Scientists also have spotted cells from the fetus within the hearts of human mothers, as well as countless other places inside the body, including the skin, spleen, liver, brain, lung, kidney, thyroid, lymph nodes, salivary glands, gallbladder, and intestine. These cells essentially get everywhere. While most are eliminated by the immune system during pregnancy, some can persist for an incredibly long time — up to three decades after childbirth.
This integration of the fetus’ cells into the mother’s body has been given a name: fetal microchimerism. The process appears to start between the fourth and sixth week of gestation in humans. Scientists are actively trying to suss out its purpose. Fetal stem cells, which can differentiate into all sorts of specialized cells, appear to target areas of injury. So their role in healing seems apparent. Evolutionarily, this function makes sense: It is in the fetus’ best interest that its mother remains healthy.
Sending cells into the mother’s body may also prime her immune system to grow more tolerant of the developing fetus. Successful pregnancy requires that the immune system not see the fetus as an interloper and thus dispatch cells to attack it.
Fetal microchimerism
But fetal microchimerism might not be entirely beneficial. Greater concentrations of the cells have been associated with various autoimmune diseases such as lupus, Sjogren’s syndrome, and even multiple sclerosis. After all, they are foreign cells living in the mother’s body, so it’s possible that they might trigger subtle, yet constant inflammation. Fetal cells also have been linked to cancer, although it isn’t clear whether they abet or hinder the disease.
A team of Spanish scientists summarized the apparent give and take of fetal microchimerism in a 2022 review article. “On the one hand, fetal microchimerism could be a source of progenitor cells with a beneficial effect on the mother’s health by intervening in tissue repair, angiogenesis, or neurogenesis.
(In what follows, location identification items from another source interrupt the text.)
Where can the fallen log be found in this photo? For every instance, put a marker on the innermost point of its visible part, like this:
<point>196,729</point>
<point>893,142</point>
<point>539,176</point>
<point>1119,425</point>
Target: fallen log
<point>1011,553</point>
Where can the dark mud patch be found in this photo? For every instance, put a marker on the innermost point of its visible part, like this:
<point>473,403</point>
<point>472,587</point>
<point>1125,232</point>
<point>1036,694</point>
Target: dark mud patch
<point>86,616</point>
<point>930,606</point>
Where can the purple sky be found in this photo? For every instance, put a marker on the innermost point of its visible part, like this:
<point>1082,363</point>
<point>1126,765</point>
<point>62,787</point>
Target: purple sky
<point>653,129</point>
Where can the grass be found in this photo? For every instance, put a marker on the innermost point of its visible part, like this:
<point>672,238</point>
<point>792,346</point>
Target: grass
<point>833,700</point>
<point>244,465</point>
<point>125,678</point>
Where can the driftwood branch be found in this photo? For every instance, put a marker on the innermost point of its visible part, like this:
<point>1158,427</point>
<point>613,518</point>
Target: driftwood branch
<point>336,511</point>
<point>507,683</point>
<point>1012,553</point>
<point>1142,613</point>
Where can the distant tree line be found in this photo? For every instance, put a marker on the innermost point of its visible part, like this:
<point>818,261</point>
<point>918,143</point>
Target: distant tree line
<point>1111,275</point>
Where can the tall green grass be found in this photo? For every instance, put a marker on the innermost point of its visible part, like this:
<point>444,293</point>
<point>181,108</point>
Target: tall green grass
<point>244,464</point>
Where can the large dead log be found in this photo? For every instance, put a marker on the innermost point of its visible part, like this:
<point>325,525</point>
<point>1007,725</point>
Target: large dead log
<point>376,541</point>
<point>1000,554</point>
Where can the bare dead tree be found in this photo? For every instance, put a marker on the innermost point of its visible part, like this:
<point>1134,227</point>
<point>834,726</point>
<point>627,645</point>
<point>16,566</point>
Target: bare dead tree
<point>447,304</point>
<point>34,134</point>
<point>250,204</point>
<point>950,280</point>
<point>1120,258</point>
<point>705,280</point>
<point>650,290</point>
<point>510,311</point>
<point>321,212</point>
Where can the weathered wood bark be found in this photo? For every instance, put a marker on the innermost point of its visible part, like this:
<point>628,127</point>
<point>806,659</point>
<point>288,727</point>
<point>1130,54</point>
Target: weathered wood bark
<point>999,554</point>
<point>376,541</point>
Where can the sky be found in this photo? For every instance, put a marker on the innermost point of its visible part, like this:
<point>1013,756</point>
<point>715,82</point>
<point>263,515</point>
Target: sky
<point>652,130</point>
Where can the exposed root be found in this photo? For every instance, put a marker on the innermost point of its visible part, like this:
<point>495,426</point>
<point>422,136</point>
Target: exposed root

On the other hand, fetal microchimerism might have a detrimental function by activating the immune response and contributing to autoimmune diseases,” they wrote.
Regardless of a fetus’ cells net effect, their existence alone is intriguing. In a paper published earlier this year, University of London biologist Francisco Úbeda and University of Western Ontario mathematical biologist Geoff Wild noted that these cells might very well persist within mothers for life.
“Therefore, throughout their reproductive lives, mothers accumulate fetal cells from each of their past pregnancies including those resulting in miscarriages. Furthermore, mothers inherit, from their own mothers, a pool of cells contributed by all fetuses carried by their mothers, often referred to as grandmaternal microchimerism.”
So every mother may carry within her literal pieces of her ancestors.